I thought of how the world turned its back as the ship St. Louis was turned away from America full of refugees. I thought about how the world is turning its back right now to this crises.

I thought of how I had dinner awaiting me when I got back from the clinic where we are sleeping in tents.

I thought of what we could do without causing a riot in the IDP camp, my plane ride home and yes, I am ashamed to say I even thought of my holiday shopping list.

I thought of “shopping palaces” people will go to while, without intervention, the people I just saw will be dead by Christmas.

My brain was beginning to be like “word salad.” I could not sort it out. And twelve hours later I still can’t make sense of what I saw. I can’t make sense of being totally helpless in the face of this mass starvation.

The folks at Christian Solidarity International are trying to turn on a dime with very little money to get help to these people today and tomorrow. But, they too have very little resources.

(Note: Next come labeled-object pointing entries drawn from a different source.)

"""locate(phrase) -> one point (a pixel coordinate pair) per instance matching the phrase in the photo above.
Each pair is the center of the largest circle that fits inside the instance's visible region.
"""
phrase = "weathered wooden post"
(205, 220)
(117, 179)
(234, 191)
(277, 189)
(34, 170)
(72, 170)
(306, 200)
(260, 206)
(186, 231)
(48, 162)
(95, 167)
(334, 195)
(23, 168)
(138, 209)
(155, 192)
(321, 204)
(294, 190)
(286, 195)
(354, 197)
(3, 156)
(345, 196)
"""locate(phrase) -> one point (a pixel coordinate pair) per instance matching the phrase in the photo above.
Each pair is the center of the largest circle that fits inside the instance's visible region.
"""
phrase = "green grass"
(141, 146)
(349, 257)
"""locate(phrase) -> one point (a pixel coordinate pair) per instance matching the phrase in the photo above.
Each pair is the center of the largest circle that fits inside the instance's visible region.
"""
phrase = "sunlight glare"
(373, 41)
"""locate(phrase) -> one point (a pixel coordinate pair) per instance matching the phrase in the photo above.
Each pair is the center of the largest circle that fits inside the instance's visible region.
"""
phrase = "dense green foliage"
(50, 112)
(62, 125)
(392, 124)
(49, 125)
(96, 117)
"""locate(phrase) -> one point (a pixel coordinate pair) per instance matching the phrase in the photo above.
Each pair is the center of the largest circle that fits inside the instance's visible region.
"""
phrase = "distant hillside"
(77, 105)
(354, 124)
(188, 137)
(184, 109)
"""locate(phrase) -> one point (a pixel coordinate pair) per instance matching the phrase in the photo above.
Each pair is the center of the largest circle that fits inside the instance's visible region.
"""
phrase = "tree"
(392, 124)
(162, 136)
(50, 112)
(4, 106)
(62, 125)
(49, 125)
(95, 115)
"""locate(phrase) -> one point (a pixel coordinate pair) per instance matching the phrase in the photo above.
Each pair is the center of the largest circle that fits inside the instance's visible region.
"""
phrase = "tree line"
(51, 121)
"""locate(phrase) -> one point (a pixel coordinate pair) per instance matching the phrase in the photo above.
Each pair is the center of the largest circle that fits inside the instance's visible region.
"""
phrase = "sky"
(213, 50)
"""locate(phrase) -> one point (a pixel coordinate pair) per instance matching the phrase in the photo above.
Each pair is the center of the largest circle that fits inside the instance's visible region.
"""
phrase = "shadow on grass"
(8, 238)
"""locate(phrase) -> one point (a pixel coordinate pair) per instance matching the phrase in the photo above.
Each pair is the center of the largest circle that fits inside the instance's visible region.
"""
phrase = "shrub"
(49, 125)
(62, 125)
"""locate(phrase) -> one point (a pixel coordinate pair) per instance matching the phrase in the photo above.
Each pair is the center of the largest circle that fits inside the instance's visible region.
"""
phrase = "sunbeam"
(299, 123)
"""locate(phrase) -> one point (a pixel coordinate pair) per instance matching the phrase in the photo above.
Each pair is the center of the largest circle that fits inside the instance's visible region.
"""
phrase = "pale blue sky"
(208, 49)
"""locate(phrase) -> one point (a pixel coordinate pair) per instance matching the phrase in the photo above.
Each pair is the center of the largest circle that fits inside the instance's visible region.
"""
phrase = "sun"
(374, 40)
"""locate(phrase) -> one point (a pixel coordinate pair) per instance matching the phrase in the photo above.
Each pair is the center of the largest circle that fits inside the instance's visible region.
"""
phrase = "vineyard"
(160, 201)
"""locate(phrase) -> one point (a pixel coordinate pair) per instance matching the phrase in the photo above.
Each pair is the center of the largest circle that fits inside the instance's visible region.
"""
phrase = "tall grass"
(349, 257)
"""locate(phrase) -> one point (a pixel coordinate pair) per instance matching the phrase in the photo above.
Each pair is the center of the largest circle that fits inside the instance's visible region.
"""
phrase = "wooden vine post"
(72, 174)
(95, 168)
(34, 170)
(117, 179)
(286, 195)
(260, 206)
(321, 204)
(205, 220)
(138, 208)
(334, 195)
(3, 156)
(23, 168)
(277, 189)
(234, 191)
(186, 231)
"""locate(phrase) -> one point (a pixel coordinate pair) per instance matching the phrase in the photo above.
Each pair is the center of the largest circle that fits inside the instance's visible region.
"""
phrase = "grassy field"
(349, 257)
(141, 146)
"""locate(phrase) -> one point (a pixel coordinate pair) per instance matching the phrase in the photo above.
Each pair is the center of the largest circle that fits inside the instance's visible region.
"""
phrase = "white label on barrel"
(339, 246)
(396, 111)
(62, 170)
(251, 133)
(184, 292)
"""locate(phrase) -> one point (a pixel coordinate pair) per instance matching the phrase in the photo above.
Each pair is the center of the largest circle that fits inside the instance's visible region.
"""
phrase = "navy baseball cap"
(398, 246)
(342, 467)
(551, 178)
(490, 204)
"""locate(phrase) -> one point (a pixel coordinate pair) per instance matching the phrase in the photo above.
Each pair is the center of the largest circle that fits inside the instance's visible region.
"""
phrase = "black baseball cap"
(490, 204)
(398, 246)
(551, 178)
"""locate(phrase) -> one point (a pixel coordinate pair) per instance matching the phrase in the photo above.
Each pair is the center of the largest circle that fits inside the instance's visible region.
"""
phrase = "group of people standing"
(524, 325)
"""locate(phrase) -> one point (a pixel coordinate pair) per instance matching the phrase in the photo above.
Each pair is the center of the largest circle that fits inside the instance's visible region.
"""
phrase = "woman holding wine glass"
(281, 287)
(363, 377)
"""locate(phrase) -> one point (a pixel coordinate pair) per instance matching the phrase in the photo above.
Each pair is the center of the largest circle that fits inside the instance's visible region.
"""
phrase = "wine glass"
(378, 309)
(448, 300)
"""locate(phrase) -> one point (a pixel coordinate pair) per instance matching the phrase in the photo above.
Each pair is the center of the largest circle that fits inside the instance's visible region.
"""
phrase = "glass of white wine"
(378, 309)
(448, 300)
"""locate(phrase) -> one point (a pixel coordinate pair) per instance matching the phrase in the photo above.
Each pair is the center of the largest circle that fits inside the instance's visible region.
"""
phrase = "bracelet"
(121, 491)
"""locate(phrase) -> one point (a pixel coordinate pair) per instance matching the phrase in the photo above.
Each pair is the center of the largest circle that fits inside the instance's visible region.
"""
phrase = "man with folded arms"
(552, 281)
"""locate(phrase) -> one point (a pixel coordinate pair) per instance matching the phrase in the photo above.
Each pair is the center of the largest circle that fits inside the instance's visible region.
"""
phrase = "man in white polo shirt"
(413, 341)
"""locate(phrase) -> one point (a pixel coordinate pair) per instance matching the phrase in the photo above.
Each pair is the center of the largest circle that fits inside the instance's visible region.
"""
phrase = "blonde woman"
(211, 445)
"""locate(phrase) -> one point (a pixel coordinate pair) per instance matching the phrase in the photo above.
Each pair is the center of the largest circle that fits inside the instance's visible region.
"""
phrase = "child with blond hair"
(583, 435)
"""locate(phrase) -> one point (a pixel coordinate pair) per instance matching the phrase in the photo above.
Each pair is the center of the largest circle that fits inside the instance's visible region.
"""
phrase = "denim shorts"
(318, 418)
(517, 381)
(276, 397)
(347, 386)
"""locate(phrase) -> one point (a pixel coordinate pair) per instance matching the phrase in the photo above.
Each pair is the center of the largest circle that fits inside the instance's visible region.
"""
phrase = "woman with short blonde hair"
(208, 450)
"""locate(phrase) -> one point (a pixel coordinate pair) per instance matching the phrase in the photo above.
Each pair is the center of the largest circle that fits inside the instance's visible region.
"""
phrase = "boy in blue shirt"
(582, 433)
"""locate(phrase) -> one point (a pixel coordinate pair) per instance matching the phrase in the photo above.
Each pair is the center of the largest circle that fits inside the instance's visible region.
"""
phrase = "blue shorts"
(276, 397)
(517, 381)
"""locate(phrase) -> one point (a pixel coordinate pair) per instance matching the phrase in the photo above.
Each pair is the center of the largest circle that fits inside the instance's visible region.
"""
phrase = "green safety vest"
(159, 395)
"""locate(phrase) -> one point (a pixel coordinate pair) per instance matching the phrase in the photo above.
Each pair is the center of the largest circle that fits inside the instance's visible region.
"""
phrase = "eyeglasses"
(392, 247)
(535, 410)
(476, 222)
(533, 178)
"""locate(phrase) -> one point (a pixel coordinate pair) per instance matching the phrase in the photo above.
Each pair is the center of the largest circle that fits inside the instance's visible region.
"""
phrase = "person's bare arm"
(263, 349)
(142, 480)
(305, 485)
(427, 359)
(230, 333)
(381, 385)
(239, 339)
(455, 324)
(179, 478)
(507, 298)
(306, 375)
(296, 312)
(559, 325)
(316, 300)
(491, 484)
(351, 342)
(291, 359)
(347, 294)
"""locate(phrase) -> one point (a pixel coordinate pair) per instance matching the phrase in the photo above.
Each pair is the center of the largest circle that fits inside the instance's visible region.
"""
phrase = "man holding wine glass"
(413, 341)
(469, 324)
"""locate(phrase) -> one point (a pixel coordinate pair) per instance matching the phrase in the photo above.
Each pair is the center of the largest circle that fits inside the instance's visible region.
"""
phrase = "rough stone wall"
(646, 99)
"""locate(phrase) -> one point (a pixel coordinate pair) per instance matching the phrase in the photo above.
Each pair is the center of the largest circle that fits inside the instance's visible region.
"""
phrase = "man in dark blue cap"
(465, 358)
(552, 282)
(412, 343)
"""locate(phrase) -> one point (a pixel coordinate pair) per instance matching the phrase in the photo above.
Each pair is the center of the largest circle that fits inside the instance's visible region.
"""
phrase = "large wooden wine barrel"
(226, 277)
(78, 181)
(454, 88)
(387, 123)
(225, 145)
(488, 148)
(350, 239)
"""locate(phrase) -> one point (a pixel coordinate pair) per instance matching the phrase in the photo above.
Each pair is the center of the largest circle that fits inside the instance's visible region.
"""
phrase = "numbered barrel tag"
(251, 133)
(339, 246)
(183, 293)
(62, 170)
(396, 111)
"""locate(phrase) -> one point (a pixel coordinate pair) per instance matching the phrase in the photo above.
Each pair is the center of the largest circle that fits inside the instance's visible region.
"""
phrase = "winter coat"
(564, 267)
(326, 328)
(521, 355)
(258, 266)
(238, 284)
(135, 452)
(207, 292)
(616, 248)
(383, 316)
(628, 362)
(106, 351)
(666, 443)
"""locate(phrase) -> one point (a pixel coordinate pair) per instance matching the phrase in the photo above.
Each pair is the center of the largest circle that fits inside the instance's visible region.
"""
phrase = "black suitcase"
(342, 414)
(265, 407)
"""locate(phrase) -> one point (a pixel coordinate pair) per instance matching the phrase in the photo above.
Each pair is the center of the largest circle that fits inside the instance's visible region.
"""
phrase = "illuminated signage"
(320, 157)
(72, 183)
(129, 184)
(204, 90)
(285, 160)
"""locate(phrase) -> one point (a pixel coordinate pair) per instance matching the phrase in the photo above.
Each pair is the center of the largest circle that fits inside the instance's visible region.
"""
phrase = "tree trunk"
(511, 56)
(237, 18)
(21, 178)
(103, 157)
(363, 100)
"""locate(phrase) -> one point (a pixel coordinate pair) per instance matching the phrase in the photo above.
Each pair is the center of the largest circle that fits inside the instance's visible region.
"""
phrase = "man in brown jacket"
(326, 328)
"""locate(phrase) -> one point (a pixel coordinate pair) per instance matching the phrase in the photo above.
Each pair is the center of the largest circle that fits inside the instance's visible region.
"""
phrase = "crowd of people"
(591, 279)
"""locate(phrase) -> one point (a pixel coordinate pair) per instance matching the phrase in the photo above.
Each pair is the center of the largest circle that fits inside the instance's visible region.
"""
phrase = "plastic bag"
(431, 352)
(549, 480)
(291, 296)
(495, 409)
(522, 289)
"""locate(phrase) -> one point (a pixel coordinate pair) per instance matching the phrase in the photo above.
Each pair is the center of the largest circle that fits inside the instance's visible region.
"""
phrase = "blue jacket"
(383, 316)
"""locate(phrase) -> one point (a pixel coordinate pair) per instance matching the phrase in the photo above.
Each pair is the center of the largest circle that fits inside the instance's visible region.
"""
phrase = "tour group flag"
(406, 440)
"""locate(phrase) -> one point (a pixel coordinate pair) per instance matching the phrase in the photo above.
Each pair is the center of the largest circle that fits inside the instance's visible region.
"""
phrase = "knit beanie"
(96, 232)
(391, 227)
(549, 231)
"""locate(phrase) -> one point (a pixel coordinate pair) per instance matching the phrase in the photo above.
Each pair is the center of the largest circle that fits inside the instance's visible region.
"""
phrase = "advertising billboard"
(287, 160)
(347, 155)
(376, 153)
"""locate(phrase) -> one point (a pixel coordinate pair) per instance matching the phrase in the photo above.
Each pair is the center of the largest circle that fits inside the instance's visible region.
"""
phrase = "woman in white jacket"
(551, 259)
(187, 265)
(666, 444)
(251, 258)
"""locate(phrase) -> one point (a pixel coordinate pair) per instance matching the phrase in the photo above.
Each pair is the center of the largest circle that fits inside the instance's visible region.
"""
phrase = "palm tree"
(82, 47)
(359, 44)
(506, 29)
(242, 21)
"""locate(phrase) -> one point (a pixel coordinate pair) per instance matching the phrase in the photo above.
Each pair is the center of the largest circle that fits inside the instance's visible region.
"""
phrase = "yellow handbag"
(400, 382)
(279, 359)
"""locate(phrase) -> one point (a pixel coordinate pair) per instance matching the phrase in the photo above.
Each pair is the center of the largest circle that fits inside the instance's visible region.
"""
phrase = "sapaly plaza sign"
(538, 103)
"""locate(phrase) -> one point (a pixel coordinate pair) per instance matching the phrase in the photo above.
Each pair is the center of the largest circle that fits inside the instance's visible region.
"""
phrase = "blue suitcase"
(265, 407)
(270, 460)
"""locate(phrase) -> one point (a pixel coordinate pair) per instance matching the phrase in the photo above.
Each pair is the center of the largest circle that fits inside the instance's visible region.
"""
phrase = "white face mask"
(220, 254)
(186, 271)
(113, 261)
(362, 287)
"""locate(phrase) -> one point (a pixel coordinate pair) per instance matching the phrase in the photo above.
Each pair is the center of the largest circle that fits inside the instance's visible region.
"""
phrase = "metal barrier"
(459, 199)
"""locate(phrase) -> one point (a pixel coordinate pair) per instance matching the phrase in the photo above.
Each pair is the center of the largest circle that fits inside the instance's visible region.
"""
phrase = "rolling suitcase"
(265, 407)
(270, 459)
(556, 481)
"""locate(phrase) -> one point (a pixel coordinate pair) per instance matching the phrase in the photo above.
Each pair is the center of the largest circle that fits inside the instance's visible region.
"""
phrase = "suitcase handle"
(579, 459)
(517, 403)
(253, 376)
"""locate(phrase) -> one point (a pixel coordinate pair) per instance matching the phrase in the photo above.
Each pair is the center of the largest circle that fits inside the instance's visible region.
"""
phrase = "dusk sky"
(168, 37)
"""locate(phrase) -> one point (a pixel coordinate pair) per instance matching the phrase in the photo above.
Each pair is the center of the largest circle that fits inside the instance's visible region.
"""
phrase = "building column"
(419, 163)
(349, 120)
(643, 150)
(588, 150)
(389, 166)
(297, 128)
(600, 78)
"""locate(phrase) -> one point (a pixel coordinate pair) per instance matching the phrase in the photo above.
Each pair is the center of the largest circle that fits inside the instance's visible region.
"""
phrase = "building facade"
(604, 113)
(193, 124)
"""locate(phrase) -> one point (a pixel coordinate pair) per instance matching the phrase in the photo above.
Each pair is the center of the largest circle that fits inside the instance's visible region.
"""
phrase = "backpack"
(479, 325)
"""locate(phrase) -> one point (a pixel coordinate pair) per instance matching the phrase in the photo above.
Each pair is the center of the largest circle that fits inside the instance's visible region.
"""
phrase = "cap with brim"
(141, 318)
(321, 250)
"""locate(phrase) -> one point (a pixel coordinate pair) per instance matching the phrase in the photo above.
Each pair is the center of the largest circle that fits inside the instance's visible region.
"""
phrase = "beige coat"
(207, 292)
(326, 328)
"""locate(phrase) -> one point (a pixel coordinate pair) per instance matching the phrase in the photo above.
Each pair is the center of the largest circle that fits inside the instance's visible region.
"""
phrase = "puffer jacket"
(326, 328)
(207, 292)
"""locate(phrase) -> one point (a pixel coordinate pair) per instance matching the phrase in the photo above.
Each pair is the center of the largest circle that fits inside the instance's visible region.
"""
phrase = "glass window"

"Brain salad" is how my brain processes what I have seen and heard. It makes no sense. I can’t put my mind around this together with my understanding of the world.

I am hoping that my brain doesn’t begin to get what is called “psychic numbing” where I cut off and don’t respond and don’t care. I can’t understand the situation. I can only share the experience with you, the reader, and hope that someone will give money, or time or something to help. That all of us can put aside our daily lives, buy one less thing at the after-Christmas sales and give of ourselves to help “the least of these” in Sudan.

Ellen Ratner is Washington bureau chief for Talk Radio News Service and a Fox News contributor.